A la dernière minute, nous nous sommes retrouvés à décorer le chalet avec un sapin en plastique, des guirlandes et des boules de Noël entreposées dans la cave. Le repas n'avait rien d'extravagant : des lasagnes préparées par Terrie et Cassie et une buche glacée achetée chez un commerçant du village voisin. L'alcool a coulé à flot, si bien qu'en fin de repas tout le monde est déjà bien alcoolisé. Même Alexia a bu une ou deux coupes de champagne.

Assis en bout de table, j'observe la scène qui se déroule sous mes yeux. Les sourires éclatants dessinés sur les visages de chacun des membres présents, les rires incontrôlables qui s'échappent de leurs poitrines, la lueur pétillante d'allégresse dans leurs pupilles. Irrémédiablement le plus beau des tableaux, et le plus beau des cadeaux que je pourrais recevoir ce soir.

Je ne me suis jamais considéré comme étant un fervent croyant de Dieu pourtant, à cet instant, je ressens pour lui une immense gratitude d'avoir mis sur ma route chaque personne assise autour de cette table. Ma famille de cœur, celle que j'ai choisi, celle pour qui je donnerais un rein ou un poumon.

J'ai tendance à me plaindre de la vie que je mène. Pas de diplôme, un travail que j'apprécie à peine et aucune perspective mais quand je les regarde, je me dis qu'au moins j'ai les meilleurs amis que je pourrais espérer avoir et une petite-amie pas assez sûre d'elle pour réaliser que je ne la mérite même pas.

Le vibreur de mon téléphone dans ma poche détourne mon attention et c'est sans surprise que s'affiche le numéro de mon père. Comme s'il savait à quel moment précis appeler pour gâcher mes meilleurs instants. Sans réfléchir, je le redirige vers ma boite vocale en sachant qu'il me le ferait sûrement payer un jour ou l'autre. J'en profite pour envoyer mes vœux par message à ma mère et ma sœur avant qu'Esther n'attire l'attention générale.

            — C'est l'heure des cadeaux. Tout le monde dans le salon ! s'exclame-t-elle en souriant.

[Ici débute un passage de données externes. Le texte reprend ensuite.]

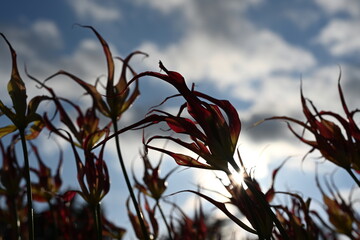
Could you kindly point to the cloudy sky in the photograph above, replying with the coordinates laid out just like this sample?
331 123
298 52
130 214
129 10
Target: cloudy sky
252 52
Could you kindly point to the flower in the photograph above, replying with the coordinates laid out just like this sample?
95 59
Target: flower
118 97
93 176
338 143
24 113
153 185
214 128
48 185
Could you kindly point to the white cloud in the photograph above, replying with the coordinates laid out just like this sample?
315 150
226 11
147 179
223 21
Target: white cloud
341 37
351 7
48 31
85 9
302 18
187 5
199 56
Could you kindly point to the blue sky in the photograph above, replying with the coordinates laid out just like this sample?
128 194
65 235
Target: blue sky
251 52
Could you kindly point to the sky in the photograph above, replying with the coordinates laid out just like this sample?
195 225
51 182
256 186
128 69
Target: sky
254 53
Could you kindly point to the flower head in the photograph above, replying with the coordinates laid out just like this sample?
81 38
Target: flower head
213 126
337 141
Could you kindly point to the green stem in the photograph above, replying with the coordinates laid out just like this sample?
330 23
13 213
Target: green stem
353 176
97 215
54 216
267 209
128 184
28 186
163 217
15 216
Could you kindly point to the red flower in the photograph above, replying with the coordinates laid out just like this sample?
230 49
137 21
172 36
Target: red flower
93 176
338 143
214 128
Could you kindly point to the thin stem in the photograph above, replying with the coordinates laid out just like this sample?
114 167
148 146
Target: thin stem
163 216
97 215
28 186
128 184
353 176
54 216
15 216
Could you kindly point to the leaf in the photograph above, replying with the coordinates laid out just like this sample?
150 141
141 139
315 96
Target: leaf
6 130
221 206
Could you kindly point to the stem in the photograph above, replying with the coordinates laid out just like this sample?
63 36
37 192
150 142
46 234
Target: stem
128 184
15 216
54 216
97 215
163 216
353 176
28 186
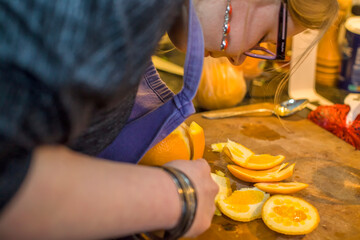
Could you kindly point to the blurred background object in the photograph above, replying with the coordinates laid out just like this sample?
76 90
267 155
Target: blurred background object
328 51
222 85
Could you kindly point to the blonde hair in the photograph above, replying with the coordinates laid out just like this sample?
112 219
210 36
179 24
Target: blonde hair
311 14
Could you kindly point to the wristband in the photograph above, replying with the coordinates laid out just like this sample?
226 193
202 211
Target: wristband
188 201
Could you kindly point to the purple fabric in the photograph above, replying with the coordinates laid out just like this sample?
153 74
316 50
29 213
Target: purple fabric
152 119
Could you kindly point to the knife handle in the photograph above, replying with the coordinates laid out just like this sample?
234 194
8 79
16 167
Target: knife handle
227 114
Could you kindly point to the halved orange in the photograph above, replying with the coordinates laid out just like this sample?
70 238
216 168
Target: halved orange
185 142
175 146
275 174
197 140
244 205
283 187
290 215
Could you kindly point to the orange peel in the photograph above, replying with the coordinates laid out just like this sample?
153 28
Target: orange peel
243 205
197 140
290 215
282 187
275 174
185 143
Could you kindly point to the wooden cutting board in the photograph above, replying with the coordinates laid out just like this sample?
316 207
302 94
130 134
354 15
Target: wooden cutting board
329 165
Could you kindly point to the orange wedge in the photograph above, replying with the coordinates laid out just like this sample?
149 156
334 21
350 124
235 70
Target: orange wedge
263 161
237 152
243 205
217 147
282 188
275 174
290 215
197 140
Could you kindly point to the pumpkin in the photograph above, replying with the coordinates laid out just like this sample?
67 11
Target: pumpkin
222 85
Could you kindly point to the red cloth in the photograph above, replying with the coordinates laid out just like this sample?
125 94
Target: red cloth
333 119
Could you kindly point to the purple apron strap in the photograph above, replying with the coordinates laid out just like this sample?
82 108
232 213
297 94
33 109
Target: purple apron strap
141 134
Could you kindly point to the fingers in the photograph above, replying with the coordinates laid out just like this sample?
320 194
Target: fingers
206 189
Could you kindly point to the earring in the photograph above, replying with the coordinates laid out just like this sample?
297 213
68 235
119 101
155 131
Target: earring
226 27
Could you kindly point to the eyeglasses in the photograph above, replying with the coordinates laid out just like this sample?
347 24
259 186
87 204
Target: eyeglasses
263 53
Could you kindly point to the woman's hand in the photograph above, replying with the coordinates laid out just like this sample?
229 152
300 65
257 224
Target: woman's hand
206 189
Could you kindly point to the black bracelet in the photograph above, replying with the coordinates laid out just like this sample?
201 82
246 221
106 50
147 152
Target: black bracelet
188 200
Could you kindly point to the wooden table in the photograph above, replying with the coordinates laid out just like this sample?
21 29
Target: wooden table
329 165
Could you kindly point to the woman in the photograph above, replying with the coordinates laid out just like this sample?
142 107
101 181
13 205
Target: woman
71 93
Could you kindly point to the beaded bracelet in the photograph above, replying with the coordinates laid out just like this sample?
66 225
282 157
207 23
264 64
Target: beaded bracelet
188 200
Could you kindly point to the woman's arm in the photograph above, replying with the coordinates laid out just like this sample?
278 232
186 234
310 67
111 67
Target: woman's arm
69 195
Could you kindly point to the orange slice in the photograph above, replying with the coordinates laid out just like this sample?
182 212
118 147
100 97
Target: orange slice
237 152
263 161
244 157
275 174
290 215
244 204
283 188
217 147
224 189
197 140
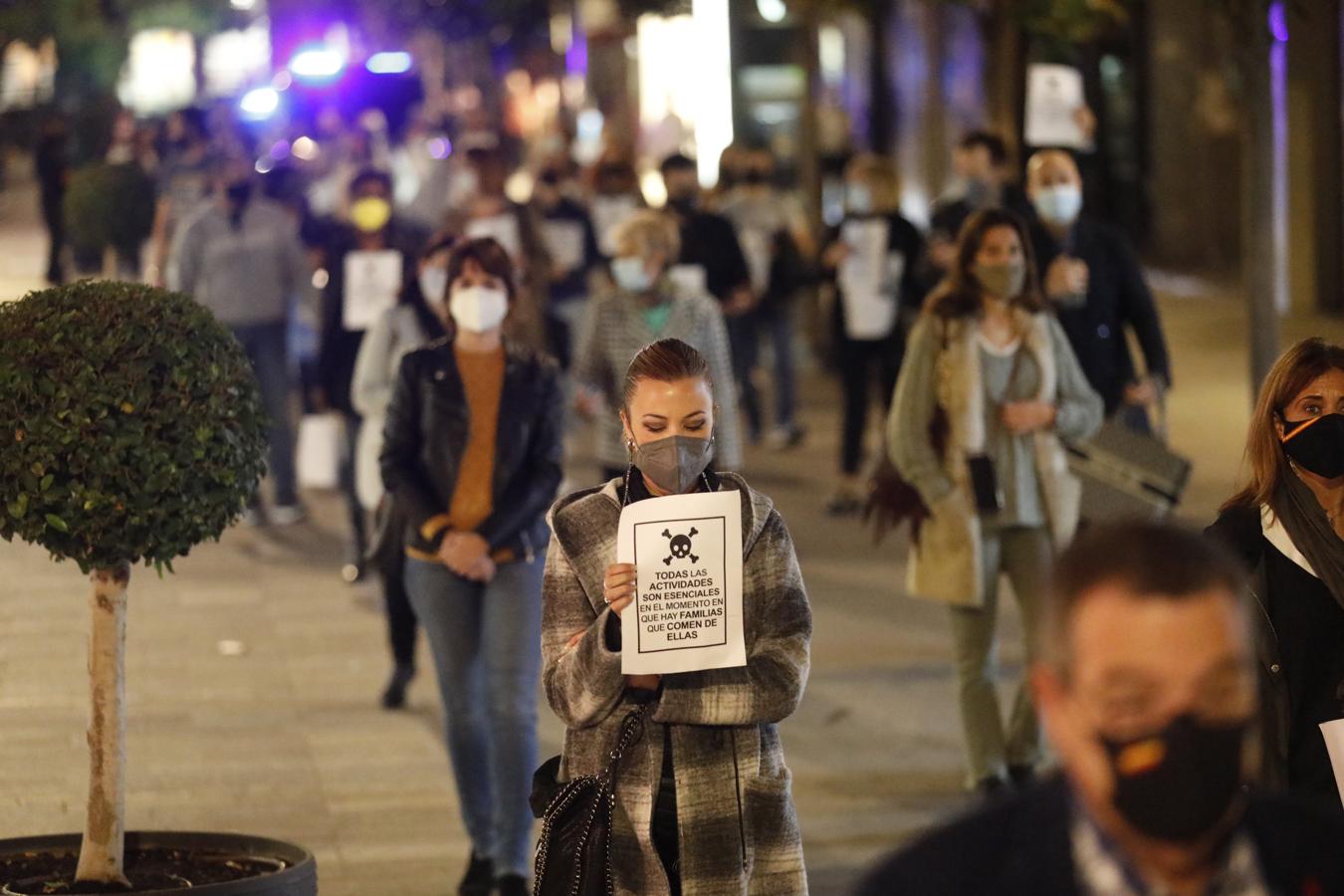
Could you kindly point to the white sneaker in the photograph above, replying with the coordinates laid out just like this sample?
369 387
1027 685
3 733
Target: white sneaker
287 514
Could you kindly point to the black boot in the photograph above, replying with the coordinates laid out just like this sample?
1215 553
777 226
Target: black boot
479 879
395 695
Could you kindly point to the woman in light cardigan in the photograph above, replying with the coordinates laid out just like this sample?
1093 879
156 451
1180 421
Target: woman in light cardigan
413 323
988 353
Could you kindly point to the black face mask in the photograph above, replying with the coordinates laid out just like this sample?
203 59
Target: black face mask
238 192
1316 445
683 202
1179 782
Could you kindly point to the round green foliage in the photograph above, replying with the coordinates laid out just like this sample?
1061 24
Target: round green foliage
130 426
110 206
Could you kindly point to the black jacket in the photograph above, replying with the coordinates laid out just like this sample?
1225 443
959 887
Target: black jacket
709 239
1117 297
427 426
1021 846
1301 680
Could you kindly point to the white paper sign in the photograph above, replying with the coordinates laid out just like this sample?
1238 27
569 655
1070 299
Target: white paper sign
503 229
1333 733
609 212
866 287
687 610
1054 99
564 243
688 280
372 283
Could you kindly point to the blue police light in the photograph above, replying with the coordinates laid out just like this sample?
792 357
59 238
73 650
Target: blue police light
316 62
260 104
390 64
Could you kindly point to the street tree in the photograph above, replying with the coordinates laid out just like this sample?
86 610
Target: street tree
133 431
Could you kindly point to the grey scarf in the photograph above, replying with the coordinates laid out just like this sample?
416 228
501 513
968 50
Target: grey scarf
1310 530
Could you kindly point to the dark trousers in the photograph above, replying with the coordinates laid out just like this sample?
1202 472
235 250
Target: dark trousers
56 219
745 342
775 322
859 361
345 479
400 617
268 350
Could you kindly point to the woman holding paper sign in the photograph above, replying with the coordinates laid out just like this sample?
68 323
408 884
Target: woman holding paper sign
703 799
642 308
871 256
1287 524
472 457
992 368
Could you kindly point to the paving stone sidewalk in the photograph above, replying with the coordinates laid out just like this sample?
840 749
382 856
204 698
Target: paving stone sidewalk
284 739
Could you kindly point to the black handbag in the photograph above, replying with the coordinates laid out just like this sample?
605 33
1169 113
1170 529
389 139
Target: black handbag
574 853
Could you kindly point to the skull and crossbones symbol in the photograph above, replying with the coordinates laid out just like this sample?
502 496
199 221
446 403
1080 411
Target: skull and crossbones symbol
679 546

            Les cris emplis d'excitation résonnent dans la pièce alors que les chaises raclent le sol. Cassie me fait signe de me dépêcher et me garde une place à ses côtés sur un des canapés en cuir. Après m'être installé, je passe mon bras autour de ses épaules et croise une cheville par-dessus mon genou en attendant le début de la distribution, présidée par Esther elle-même.

            — Alors, commence-t-elle d'une voix traînante en allant chercher le premier cadeau. Alexia, c'est pour toi et c'est de ma part.

La lycéenne se lève timidement, prend le paquet entre ses mains et l'embrasse pour la remercier. Debout et sous les regards de toute l'assemblée, elle arrache le papier cadeau rouge et doré qu'elle balance au sol pour découvrir une palette de ce que je crois être du fard à paupières. Le visage de la plus jeune du groupe s'illumine alors qu'elle l'ouvre pour mieux l'examiner.

— J'ai remarqué que tu aimais bien te maquiller alors j'espère que les couleurs te plairont, commente la rouquine en allant chercher le second paquet.

— C'est super, vraiment. Merci beaucoup ! s'extasie Alexia en retournant s'assoir.

            C'est à ce moment que je me dis que j'ai eu de la chance de tomber sur Cassandra. J'ai déjà eu du mal à trouver une idée pour ma copine, je n'imagine pas comment j'aurais fait si j'étais tombée sur Alexia ou Esther. Même Teresa, je n'aurais pas su quoi lui acheter. Un paquet de clope ou une bouteille d'alcool sûrement.

            La distribution continue et c'est à mon tour d'offrir mon présent. Les pupilles luisantes, la métisse me regarde et m'embrasse affectueusement avant même de le déballer. Il s'agit d'une chaine en argent avec un pendentif en forme de A. Oui, pour Aaron.

            — Oh, comme dans High School Musical quand Troy offre un T à Gabriella, s'émerveille-t-elle en voyant le bijou.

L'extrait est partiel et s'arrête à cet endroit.